「韓国は醜態、日本は不運。それ以外はゼロ」アジア勢惨敗にW杯不出場のイタリア大手紙記者が苦言「9枠を続けたらスキャンダルだ」【W杯】
出場権を得られなかっただけに、思うところがあるのかもしれない。
ワールドカップは今回の北中米大会から出場国が48チームに拡大した。その是非は以前から議論の的となっている。3大会連続で出場できていないイタリアの大手紙『Gazzetta dello Sport』の記者は、ベスト16が出そろったタイミングで、出場枠に改めて疑問を投げかけた。

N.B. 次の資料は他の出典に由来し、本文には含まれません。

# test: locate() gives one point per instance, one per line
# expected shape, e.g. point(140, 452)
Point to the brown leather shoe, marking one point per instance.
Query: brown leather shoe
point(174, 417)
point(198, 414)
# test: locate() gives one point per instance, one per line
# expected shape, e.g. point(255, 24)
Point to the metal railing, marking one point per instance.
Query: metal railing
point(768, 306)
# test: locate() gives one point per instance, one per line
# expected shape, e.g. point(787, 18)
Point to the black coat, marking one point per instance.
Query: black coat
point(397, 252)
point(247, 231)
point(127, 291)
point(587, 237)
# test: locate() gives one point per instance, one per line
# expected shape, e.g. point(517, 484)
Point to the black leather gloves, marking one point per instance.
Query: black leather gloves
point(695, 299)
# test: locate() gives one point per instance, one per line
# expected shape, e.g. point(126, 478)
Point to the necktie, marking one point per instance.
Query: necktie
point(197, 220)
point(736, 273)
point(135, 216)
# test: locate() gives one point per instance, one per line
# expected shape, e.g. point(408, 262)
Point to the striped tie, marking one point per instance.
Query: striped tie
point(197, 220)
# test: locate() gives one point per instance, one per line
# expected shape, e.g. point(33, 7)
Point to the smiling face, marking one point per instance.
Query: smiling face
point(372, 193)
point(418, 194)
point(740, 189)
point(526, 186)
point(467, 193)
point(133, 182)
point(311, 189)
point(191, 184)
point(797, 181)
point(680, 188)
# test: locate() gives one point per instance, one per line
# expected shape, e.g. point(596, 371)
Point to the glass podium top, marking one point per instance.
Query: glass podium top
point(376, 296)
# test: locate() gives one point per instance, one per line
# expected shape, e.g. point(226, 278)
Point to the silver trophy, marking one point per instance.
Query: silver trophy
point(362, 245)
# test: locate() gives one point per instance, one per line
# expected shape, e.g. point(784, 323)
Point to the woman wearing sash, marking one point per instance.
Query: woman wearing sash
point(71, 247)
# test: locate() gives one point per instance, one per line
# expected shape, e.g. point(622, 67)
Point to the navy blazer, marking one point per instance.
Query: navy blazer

ヨーロッパは最多の16チームが北中米大会に出場した。だが、前回大会からの増枠は「3」。現在のサッカー界の中心となっている欧州だけに、他の大陸と比べて増枠が少なすぎるとの不満の声は当初からあった。最終的にプレーオフで予選敗退となったイタリアはなおさらだ。
さらに、アジアの9チーム中7チームがグループステージ敗退、残る2チームもラウンド32で姿を消したとあり、記者は改めて出場枠を見直すべきと主張した。その一案として、大陸間プレーオフを増やすべきと訴えている。
記者は「彼らは巨大となったワールドカップの出場国の均衡を大きく変えた。欧州以外の全大陸に恩恵があったが、力関係は同じままで変わっていない」と報じた。
「2030年大会について正式に決める前に、すぐに話し合うほうが良いはずだ。足跡を残すことなく舞台から消えたアジアの9枠を続けたらスキャンダルだろう」
「多額の投資、外国人監督、頻繁な本大会開催、元来のモデルを改善できる文化で、彼らは欧州・南米の覇権と競うはずだった。だが、実際は存在していない。韓国は醜態をさらし、日本はブラジルとの対戦で不運だった。それ以外はゼロ。オーストラリアも同様だ。スポーツ政治の理由だけでアジアに入っているが、守ってダッシュのマッチョなチーム以上となることができていない」
そのうえで、記者は「何かしよう」と提案している。
「例えば、もっと大陸間プレーオフを増やして実力で決めるのだ。大陸ではなくピッチが、ふさわしいのは誰かを決めるだろう。これはワールドカップであって、見本市ではないのだ」
間口が広がったことの功績はある。カーボベルデの躍進は多くの人にワールドカップの価値を思い起こさせた。だが、誰もが満足する仕組みはない。競争の激しさから涙をのむ国が出るのはやむを得ず、その是正を求める者もいる。
北中米大会を受け、FIFAは今後に向けてどう決断していくのか。